Só há uma maneira de se viver 

MENTIRA. MENTIRA. MENTIRA. MENTIRA. 

Uma pessoa pode, sim, viver muitas vidas durante seu tempo sobre a Terra. Pode rodar por muitos lugares. Pode aprender a cosmologia de outros povos sem sair de casa por tudo que já foi registrado. Pode entender que a sabedoria não está num único livro, numa única história. Pode desvendar a si mesma através da troca com outras pessoas. Aliás, concretamente não existe um jeito só, uma maneira só. E não há razão para se imaginar que um jeito suprima outro jeito quando o encontro entre jeitos e a intenção real de mútua compreensão tende a fazer proliferar ainda mais jeitos até que algumas coisas pareçam um pouco semelhantes através dos milênios, séculos, anos, até mesmo dos dias. E não há qualquer razão para restringirmos o jeito ou os jeitos a uma só espécie, já que os jeitos das tantas espécies viventes são tão ricos quanto os outros. Aprender como movimento de nascer todos os dias.  

O amor  

O amor que não foi inventado por homens em gabinetes é aquele que nos interessa. O amor como sentido e ação que não aceita a posse travestida de segurança. Encontros que sabem estar no olho do furacão dos afetos que querem estar ao lado e não acima ou soterrados em palavras repetidas por séculos de adestramento sexual. O amor tomado na caminhada que se deseja junto, na beira da praia, ansiando mergulhos para abraçar molhado depois da onda passar. Uma presença para preparar a comida e ser comida, uma presença que não dá indigestão porque resiste a ser apodrecida por todas as normas que destroem a vitalidade dos corpos reduzindo-os a si mesmos ou mesmo amputando a si mesmos. Um amor mistura e esquecimento na embolação das peles e salivas e gozos. O amor de lembrar de que seria tão melhor fazer isso contigo, com ela, com ele, um amor que pode fazer mais quando o mundo diz: isso é pouco. O pouco do mundo capitalista será o mais dos amantes rebeldes, renegados, curiosos, teimosos, que desenham outro mundo com a ponta dos dedos nas costas de alguém que já é um universo. O amor como declaração de apreço pelo querer que aglomera. O amor verbo amar o real divino de viver junto.  

Rê Rê Rê Rê II 

Aprenda a xingar na hora certa. E vá aproveitar a sua festa preferida. Se o Pica-Pau bancar o engraçadinho nela, pega uma pena e escreve um destratado político.  

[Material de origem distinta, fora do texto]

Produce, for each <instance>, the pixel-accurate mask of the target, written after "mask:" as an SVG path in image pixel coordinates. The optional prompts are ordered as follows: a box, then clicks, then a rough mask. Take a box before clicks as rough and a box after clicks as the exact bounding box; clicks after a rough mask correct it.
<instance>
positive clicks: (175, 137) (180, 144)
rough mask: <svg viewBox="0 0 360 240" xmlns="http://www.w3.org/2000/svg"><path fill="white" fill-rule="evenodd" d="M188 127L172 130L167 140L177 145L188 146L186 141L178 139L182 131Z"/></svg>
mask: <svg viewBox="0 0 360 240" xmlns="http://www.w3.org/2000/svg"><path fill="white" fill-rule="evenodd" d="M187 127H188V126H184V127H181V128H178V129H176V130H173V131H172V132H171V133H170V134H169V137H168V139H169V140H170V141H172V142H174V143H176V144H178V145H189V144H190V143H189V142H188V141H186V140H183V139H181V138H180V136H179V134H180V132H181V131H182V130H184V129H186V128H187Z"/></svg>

[Exercício de desvirtuar o disco “Agradeça ao Senhor” dos Atahualpa y us Panquis, 1993. Se funcionar, podemos fazer mais. Senão, azar. Por hoje acabou porque é a hora do almoço] 

Porto Alegre, 21 de fevereiro de 2024. 


Sara Caumo Guerra. Nasceu no interior do Rio Grande do Sul, Garibaldi, em 1982. Mora em Porto Alegre. Mexe com história, antropologia da ciência e da burocracia, relações de gênero e sexualidade, lê mil coisas que aparentemente não fazem sentido para o seu trabalho. Mil coisas. E aprende (contra também).